Frequently Asked Questions

This document contains answers to some of the most frequently asked questions about tm.


  1. How should I cite tm?
  2. Where can I find the tools to read in a PDF file?
  3. What is the easiest way to handle custom file formats?
  4. What about error messages indicating invalid multibyte strings?
  5. Can I use bigrams instead of single tokens in a term-document matrix?
  6. How can I plot a term-document matrix?

  1. How should I cite tm?

    Please have a look at the output of citation("tm") in R. A BibTeX representation can be obtained via toBibtex(citation("tm")).

    The preferred way for journal and conference papers is to cite the JSS article.

  2. I want to read in a PDF file using the readPDF reader. However, the manual says I need the tool pdftotext installed and accessable on my system. Where can I find and how can I install this tool?

    Many linux distributions provide pre-built packages: poppler-utils, xpdf-utils, or similar. Windows users need to download and install Xpdf. Ensure that the program is included in your PATH variable.

    Windows users might find a R-help thread on this topic useful.

  3. My documents are stored in file format XYZ. How do I get the material into tm and construct a corpus from it?

    Please have a look at the vignette Extensions: How to Handle Custom File Formats.

  4. What about error messages indicating invalid multibyte strings?

    Ensure that all your datasets and documents are encoded in UTF-8. If you still have problems tm_map(yourCorpus, function(x) iconv(enc2utf8(x), sub = "byte")) will replace non-convertible bytes in yourCorpus with strings showing their hex codes.

  5. Can I use bigrams instead of single tokens in a term-document matrix?

    Yes. RWeka provides a tokenizer for arbitrary n-grams which can be directly passed on to the term-document matrix constructor. E.g.:

      library("RWeka")
      library("tm")
    
      data("crude")
    
      BigramTokenizer <- function(x) NGramTokenizer(x, Weka_control(min = 2, max = 2))
      tdm <- TermDocumentMatrix(crude, control = list(tokenize = BigramTokenizer))
    
      inspect(tdm[340:345,1:10])
  6. How can I plot a term-document matrix like Figure 6 in the JSS article on tm?

    Please check the manual accessible via ?plot.TermDocumentMatrix for available arguments to the plot function.
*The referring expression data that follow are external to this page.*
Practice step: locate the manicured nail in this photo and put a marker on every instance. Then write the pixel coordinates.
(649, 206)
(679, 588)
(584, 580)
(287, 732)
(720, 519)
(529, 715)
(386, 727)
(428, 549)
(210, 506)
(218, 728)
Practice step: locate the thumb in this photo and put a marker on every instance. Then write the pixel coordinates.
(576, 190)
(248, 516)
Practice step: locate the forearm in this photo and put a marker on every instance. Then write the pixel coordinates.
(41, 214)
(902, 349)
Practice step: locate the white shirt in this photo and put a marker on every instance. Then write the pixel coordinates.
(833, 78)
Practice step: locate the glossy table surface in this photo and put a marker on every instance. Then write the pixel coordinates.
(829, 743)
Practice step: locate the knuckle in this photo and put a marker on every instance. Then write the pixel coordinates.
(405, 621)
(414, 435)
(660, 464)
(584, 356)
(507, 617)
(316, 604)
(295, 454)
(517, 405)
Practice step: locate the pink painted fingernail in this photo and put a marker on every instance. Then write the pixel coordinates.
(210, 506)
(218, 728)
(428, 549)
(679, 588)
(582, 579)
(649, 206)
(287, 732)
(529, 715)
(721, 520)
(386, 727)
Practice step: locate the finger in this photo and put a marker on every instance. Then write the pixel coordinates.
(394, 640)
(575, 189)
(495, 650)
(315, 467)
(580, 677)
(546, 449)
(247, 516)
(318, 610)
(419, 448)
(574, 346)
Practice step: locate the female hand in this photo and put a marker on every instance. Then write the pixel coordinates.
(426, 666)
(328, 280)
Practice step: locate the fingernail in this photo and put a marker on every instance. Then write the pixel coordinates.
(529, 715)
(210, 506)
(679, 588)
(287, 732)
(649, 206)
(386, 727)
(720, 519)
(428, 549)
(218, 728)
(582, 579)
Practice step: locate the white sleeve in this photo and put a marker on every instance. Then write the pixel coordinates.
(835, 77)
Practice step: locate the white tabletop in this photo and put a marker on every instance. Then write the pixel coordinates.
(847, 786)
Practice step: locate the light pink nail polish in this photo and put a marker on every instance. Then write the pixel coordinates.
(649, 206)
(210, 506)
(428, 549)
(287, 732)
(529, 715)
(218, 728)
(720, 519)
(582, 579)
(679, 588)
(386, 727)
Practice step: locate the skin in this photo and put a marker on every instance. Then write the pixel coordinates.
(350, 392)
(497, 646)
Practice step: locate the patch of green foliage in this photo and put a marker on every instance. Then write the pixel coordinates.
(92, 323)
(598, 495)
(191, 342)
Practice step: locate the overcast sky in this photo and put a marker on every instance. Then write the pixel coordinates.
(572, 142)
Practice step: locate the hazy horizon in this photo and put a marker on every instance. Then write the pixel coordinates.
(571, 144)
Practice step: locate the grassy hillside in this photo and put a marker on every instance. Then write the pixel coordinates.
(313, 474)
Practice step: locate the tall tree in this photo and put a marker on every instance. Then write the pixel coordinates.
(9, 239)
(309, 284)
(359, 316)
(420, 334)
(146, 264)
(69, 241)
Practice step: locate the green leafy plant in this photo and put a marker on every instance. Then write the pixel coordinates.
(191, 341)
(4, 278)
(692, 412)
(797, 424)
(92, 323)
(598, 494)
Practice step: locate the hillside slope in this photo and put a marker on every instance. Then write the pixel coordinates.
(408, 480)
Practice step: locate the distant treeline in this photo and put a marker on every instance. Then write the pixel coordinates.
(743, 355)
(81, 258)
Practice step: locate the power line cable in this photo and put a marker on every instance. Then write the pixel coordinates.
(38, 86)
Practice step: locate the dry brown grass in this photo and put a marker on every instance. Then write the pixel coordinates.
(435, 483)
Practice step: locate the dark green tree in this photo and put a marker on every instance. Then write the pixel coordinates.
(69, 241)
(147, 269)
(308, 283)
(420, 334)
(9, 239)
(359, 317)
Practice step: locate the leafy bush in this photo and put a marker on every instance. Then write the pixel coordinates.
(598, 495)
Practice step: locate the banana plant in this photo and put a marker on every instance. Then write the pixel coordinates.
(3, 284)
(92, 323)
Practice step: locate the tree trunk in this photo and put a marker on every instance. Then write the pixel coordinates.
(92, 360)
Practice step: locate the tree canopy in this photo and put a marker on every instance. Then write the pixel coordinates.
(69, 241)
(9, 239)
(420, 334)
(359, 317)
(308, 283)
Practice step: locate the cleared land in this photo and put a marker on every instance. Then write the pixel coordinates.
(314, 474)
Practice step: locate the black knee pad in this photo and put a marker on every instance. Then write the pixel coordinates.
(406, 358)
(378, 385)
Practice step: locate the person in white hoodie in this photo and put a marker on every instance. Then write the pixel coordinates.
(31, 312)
A plot similar to Figure 6 can be produced e.g. with:

      library("tm")
    
      data("crude")
    
      tdm <- TermDocumentMatrix(crude, control = list(removePunctuation = TRUE,
                                                      removeNumbers = TRUE,
                                                      stopwords = TRUE))
    
      plot(tdm, terms = findFreqTerms(tdm, lowfreq = 6)[1:25], corThreshold = 0.5)